Malinowski: The untold story of the first Home Run Derby

From SABR member Erik Malinowski at FoxSports.com on July 10, 2014:

By the summer of 1985, the baseball-loving people of Minnesota had completely fallen for their Twins, even though the franchise rarely gave them a compelling reason. The team hadn’t finished a season with a winning record since 1979 and had eclipsed 100 wins once, in 1965, the year it won its only American League pennant. That led to a seven-game World Series defeat at the hands of Sandy Koufax and the Los Angeles Dodgers. And yet, that disappointment had remained the Twins’ brightest moment in the baseball spotlight as they plodded through their 25th season since bolting the Beltway.

If there were any reason for optimism, it was that the All-Star Game was coming to Minneapolis for the first time in 20 years. The Hubert H. Humphrey Metrodome, not even four years old and teeming with such distinct quirks as its Hefty bag outfield wall, was ready to shine. The game’s most powerful pitchers, strongest swingers and a few future Hall of Famers would position themselves around the asphalt-soft Astroturf as a national TV audience watched with anticipation. Baseball’s biggest summer day would play out under the dome.

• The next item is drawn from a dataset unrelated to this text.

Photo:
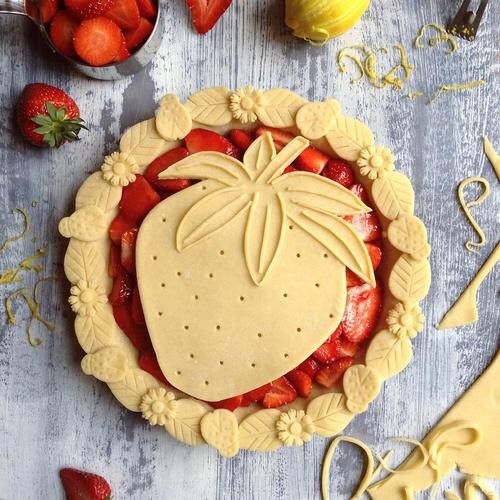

Now, on the eve of the All-Star Game’s return to Minneapolis, let’s remember that the real history of those few days is in what happened the day before the ’85 Midsummer Classic. On a humid Monday afternoon, some 46,000 patrons paid $2 a pop to file inside the Metrodome and witness an event not seen before in baseball’s modern era: the game’s most prodigious sluggers belting out dingers, one by one, in an organized competition.